日本の措置は、防疫のためであって、政治的なものではありません。文在寅大統領のこれに対する、発言などは全く理解不能です。韓国からの入国禁止や隔離など、何らかの検疫強化策を取っている国・地域は6日時点で100に上っていますが、日本以外の国に対しては、どうするつもりなのでしょうか。
日本は、中国に対しても全域からの入国制限をしましたが、中国政府も人民レベルでも当然であるとの受け止め方がされていて、韓国のような異様な反応は示していません。
日本の防疫措置まで、反日にすり替えてしまうのですから、異常です。韓国が何をしても、日本にはさほど影響はないですし、そんなことより日本としては、防疫体制を整えることが最優先です。

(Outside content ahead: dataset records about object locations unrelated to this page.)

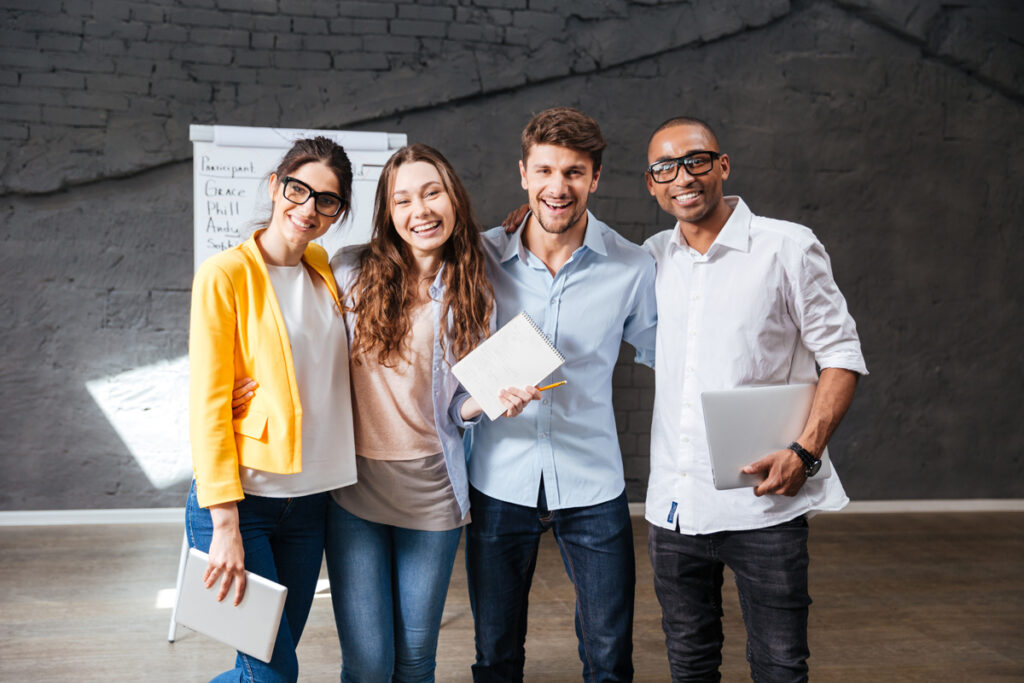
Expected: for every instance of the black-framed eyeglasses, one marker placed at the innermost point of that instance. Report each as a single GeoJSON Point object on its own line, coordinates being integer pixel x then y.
{"type": "Point", "coordinates": [326, 204]}
{"type": "Point", "coordinates": [696, 163]}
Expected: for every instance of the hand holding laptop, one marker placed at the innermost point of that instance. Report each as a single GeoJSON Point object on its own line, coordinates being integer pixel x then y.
{"type": "Point", "coordinates": [783, 472]}
{"type": "Point", "coordinates": [226, 553]}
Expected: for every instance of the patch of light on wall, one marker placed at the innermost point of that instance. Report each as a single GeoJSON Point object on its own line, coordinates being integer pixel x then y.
{"type": "Point", "coordinates": [148, 409]}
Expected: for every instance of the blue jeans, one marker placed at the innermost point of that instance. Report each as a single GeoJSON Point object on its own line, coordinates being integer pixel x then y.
{"type": "Point", "coordinates": [388, 586]}
{"type": "Point", "coordinates": [596, 543]}
{"type": "Point", "coordinates": [284, 542]}
{"type": "Point", "coordinates": [770, 566]}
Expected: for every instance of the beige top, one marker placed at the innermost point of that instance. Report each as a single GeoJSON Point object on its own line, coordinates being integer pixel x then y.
{"type": "Point", "coordinates": [393, 411]}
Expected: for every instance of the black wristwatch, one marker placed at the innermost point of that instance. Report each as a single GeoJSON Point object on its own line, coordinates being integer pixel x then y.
{"type": "Point", "coordinates": [811, 464]}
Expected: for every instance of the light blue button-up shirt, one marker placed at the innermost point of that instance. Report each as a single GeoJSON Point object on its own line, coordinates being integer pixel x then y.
{"type": "Point", "coordinates": [602, 295]}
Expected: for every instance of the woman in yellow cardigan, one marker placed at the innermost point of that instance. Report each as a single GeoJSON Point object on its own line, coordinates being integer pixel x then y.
{"type": "Point", "coordinates": [269, 308]}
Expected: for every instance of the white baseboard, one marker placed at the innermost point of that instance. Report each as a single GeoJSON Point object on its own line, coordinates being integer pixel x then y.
{"type": "Point", "coordinates": [177, 515]}
{"type": "Point", "coordinates": [110, 516]}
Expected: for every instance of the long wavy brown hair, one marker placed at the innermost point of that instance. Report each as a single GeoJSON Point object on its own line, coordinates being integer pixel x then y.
{"type": "Point", "coordinates": [385, 290]}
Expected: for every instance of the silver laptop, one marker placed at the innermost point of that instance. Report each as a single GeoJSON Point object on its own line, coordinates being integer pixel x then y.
{"type": "Point", "coordinates": [251, 627]}
{"type": "Point", "coordinates": [748, 423]}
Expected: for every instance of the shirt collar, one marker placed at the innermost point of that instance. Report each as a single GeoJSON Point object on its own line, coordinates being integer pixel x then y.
{"type": "Point", "coordinates": [734, 235]}
{"type": "Point", "coordinates": [593, 239]}
{"type": "Point", "coordinates": [437, 287]}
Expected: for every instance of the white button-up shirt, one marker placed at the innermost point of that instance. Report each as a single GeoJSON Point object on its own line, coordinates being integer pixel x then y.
{"type": "Point", "coordinates": [760, 307]}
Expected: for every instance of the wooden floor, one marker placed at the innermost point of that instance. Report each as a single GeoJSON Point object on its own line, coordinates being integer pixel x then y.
{"type": "Point", "coordinates": [909, 597]}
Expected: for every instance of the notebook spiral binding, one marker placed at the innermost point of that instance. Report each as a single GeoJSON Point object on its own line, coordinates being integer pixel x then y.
{"type": "Point", "coordinates": [547, 341]}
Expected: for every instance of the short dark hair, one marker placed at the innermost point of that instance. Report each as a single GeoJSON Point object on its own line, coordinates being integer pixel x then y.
{"type": "Point", "coordinates": [328, 152]}
{"type": "Point", "coordinates": [685, 121]}
{"type": "Point", "coordinates": [565, 127]}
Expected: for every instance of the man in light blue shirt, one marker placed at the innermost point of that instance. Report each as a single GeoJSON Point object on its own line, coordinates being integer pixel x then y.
{"type": "Point", "coordinates": [558, 465]}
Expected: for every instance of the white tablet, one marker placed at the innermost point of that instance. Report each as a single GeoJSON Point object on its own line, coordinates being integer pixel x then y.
{"type": "Point", "coordinates": [748, 423]}
{"type": "Point", "coordinates": [251, 627]}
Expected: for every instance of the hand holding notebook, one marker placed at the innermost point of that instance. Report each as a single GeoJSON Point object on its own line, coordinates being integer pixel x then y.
{"type": "Point", "coordinates": [518, 354]}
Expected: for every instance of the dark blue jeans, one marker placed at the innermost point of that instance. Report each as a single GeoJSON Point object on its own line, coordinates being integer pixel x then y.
{"type": "Point", "coordinates": [388, 586]}
{"type": "Point", "coordinates": [770, 566]}
{"type": "Point", "coordinates": [284, 542]}
{"type": "Point", "coordinates": [596, 543]}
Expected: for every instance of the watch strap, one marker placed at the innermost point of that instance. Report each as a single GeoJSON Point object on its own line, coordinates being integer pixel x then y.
{"type": "Point", "coordinates": [811, 464]}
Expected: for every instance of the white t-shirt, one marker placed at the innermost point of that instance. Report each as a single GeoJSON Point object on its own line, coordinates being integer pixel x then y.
{"type": "Point", "coordinates": [320, 354]}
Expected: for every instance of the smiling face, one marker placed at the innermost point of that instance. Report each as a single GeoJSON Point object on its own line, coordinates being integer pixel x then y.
{"type": "Point", "coordinates": [421, 209]}
{"type": "Point", "coordinates": [693, 200]}
{"type": "Point", "coordinates": [295, 225]}
{"type": "Point", "coordinates": [558, 181]}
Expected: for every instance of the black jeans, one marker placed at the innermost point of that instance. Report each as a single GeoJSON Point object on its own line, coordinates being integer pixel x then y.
{"type": "Point", "coordinates": [770, 566]}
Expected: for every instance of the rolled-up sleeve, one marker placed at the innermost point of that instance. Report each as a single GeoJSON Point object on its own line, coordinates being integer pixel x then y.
{"type": "Point", "coordinates": [211, 359]}
{"type": "Point", "coordinates": [819, 308]}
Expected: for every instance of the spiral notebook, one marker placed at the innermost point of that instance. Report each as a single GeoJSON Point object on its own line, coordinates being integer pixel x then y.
{"type": "Point", "coordinates": [517, 355]}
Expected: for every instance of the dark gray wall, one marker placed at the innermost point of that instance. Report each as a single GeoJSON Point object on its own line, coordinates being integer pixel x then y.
{"type": "Point", "coordinates": [893, 129]}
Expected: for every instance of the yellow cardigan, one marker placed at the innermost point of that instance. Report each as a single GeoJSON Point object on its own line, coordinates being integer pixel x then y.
{"type": "Point", "coordinates": [237, 330]}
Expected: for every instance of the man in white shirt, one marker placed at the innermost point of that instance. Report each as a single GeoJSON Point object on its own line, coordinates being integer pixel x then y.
{"type": "Point", "coordinates": [741, 300]}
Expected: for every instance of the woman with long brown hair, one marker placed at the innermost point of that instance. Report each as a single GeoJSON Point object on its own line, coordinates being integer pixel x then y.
{"type": "Point", "coordinates": [417, 300]}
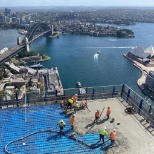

韓国はしばらく無視で良いです。
韓国外務省の趙世暎第1次官は6日夜、日本とのビザ免除措置を9日から停止すると発表しました。新型コロナウイルスの感染拡大防止のため、日本政府が発表した韓国からの入国制限強化を受けた事実上の対抗措置としています。趙次官は「日本から流入する感染病を徹底して統制する」と強調したそうです。
6日、ソウルの韓国外務省で、康京和外相(右)と会う冨田浩司駐韓国大使 |
日本としては、韓国からの入国制限をしているくらいですから、よほどの例外を除いて、現在韓国に入国しようとする日本人などいないでしょう。これで、報復したつもりなら、何やら韓国政府はまるでピエロのようです。
北朝鮮は、拉致被害者問題があるので、これからも交渉など、関係を続けていくべきとは思いますが、韓国とはこれを機に断交で良いと思います。今回のコロナウィルスをめぐって、日韓はますます縁遠くなりそうです。